Just a couple highlights from the University of Connecticut's Integrated Pest Management site:
- Compound leaves are made up of three leaflets on a leafstalk. Two leaflets grow on opposing sides and the third stands alone at the end of the stalk. Leaflets can be lobed, smooth or toothed. Leaflets can have hairy undersides. The stems are woody.
- Poison ivy can grow in the open, in deep shade, or along pathways and roadways.
- Foliage in the spring is reddish and shiny. Flowers can appear as a cluster of greenish flowers. Fruit is white and waxy like mistletoe. Foliage in summer can be dull or glossy green. Fall foliage is yellow, red or orange.
- Poison ivy is persistent (boy, do we who have dealt with poison ivy know this!). Birds eat the fruit and drop the seeds, which germinate easily wherever they land. Creeping rootstocks also put out new growth.
- Urushiol, the toxic substance for us humans, is in the stems, leaves, fruit, flowers and roots. It is present in all plants at all times of the year in about the same strength. It is released by any bruising of any of the plant parts. Skin contact usually causes an allergic reaction. It can contaminate people indirectly by contact through clothing, garden tools, pets, or by inhaling smoke from a fire where it is burnt. Urushiol remains potent for a couple weeks; longer if it is dryer.

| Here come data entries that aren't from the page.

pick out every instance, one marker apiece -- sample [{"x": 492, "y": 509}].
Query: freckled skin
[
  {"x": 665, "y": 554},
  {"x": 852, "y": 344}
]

- Symptoms - itching, burning, swelling, rash with watery blisters - appear hours to several days after exposure. A person cannot contract poison ivy from touching the actual rash or fluid from the blisters. It cannot spread from one part of the body to another. However, urushiol can remain on skin or clothing or a pet's fur, and be then transferred to another person.
- Control is often difficult. You must dispose of the entire plant for it to be effective. Cut vines and pull them away from trees. Dig up roots. Mow or cut young shoots until the plant dies. Do not burn the poison ivy, but dispose of it where it cannot contaminate people or animals. Cover as much skin as possible with protective gloves and clothing. Clothing and tools should be cleaned to prevent the spread of urushiol.
The Wall Street Journal reported on a study that found that leaf size and oil content of poison ivy is much higher since the 1950's. So let's say one good thing about poison ivy: since poison ivy absorbs more CO2 as its leaves become larger, maybe it is helping to combat climate change...
Other good news: nobody but us humans seem to react to the urushiol - many animals eat poison ivy as part of their diet.
And that's enough good news for this time. Let's be careful out there!